For this year’s biennial Lumiere light festival Durham University have brought together the producers, Artichoke, and regional writing development agency New Writing North, on an exciting collaboration that will see new works from some of the UK’s leading poets light up Durham Castle. Among them is prize winning writer Kayo Chingonyi, an Assistant Professor in our Department. Here Kayo talks about his involvement and how poetry has been a central part of his life.
A. A colleague [Simon John James] asked if I would be interested. I love bringing text and image together, and have worked with light projection before, so I was keen to get involved.
For this installation I've written a short poem that explores the theme of light and dark and have also recorded myself reading the piece. It is a piece intended to be experienced in the evening, in autumn and I'm really looking forward to people seeing it.
A. I started writing stories in primary school and then poetry around the age of 13. I got involved in the poetry scene in London and after winning the Respect Poetry Slam at 16, I started performing live at poetry events across the city.

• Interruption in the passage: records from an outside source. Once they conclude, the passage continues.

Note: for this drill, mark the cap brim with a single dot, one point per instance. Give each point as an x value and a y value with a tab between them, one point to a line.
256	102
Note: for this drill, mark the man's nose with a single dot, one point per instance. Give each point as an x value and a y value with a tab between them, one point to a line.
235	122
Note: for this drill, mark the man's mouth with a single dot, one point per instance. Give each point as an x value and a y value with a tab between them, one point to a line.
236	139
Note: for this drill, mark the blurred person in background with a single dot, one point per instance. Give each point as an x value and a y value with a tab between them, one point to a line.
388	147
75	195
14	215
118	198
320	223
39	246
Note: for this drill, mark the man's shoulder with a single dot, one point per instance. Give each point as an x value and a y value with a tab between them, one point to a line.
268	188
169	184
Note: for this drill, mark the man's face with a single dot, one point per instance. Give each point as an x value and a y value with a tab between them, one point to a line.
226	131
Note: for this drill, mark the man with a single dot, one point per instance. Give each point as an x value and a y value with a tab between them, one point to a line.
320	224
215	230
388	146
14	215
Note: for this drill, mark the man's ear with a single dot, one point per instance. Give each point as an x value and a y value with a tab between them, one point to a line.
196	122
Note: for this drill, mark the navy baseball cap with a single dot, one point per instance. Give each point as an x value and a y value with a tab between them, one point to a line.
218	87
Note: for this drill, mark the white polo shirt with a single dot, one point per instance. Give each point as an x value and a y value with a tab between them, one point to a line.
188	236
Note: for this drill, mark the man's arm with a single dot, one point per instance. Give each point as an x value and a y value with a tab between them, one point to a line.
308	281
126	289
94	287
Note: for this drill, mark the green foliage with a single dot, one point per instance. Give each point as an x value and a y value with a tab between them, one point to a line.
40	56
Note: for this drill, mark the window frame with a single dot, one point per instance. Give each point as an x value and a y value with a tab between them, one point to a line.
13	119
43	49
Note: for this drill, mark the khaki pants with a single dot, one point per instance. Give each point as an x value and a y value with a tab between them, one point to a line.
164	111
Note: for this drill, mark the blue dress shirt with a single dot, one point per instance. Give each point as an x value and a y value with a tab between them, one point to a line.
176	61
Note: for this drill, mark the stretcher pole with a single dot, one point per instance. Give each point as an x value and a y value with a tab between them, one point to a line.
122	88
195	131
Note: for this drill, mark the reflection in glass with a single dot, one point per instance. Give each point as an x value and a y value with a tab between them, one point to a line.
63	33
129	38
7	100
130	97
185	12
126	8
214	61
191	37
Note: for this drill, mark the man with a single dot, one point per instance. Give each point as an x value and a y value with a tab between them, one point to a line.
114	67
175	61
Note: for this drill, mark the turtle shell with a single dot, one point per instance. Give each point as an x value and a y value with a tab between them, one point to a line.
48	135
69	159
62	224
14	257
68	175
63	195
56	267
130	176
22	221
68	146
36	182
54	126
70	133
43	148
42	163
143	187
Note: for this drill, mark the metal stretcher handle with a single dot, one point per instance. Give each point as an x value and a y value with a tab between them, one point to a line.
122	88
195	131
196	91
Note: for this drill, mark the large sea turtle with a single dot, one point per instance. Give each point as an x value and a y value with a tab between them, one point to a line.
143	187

I took part in a series of workshops organised by Spread The Word and Apples & Snakes and by the age of 17 had started to develop a sense of poetic craft. Since then, poetry has been a central part of my life. I studied English Literature at university, continued this with a post-graduate qualification, and now am part of the English Studies Department here at Durham.
A. I have a fascination with the English language. It is my second language and the way I learned it, through sounds and the shaping of words, was much more conscious than the way we learn our first language. This is reflected in my work which has that same engagement with the shape of words at its heart.

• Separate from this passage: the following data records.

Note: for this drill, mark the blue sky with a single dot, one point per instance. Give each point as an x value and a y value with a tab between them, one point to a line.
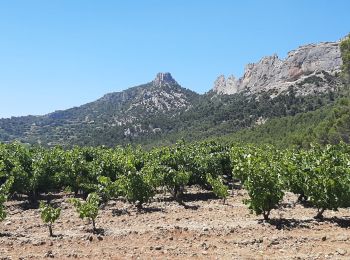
62	53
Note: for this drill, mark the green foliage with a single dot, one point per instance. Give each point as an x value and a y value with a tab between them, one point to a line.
135	188
49	214
89	208
219	189
263	182
327	181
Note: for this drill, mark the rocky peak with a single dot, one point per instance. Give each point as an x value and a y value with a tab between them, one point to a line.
226	86
307	63
164	79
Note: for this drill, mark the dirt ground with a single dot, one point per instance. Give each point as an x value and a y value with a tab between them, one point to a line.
205	229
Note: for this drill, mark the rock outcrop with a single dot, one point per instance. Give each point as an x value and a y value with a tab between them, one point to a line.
309	68
164	79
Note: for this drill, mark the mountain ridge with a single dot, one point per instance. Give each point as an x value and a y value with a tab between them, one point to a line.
322	60
161	111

I am enormously inspired by places as I have moved around a lot. I am originally from Zambia, but the North East was the first place I lived in England. I spent a lot of time in County Durham visiting family friends and the region is a very important part of my creative world.
A. My very first published work was when I was 18 or 19, in a student magazine of the University of Sheffield, it still runs and is called Route 57.
My first full-length collection was published in 2017. It is called Kumukanda which means ‘initiation’ in the Zambian tribe I belong to on my father’s side. The work explores rites of passage and my position as someone who left Zambia before this formal coming of age.
Of course, publication has also involved rejection but that is a normal part of the process. I kept going and the publications have grown into spaces and places I did not necessarily imagine initially.
A. I would not say there is one particular piece of work over any others. That said, my first full length collection, Kumukanda, was a culmination of many years of writing and reflects this in its theme of rites of passage.
I sometimes think that the enterprise of writing poetry is a brief moment of pride followed by self-doubt!
One of my favourite theorists of poetry says that poetry is necessarily an enterprise based on failure as you are gesturing towards things language cannot do on an everyday basis, and you won't always succeed.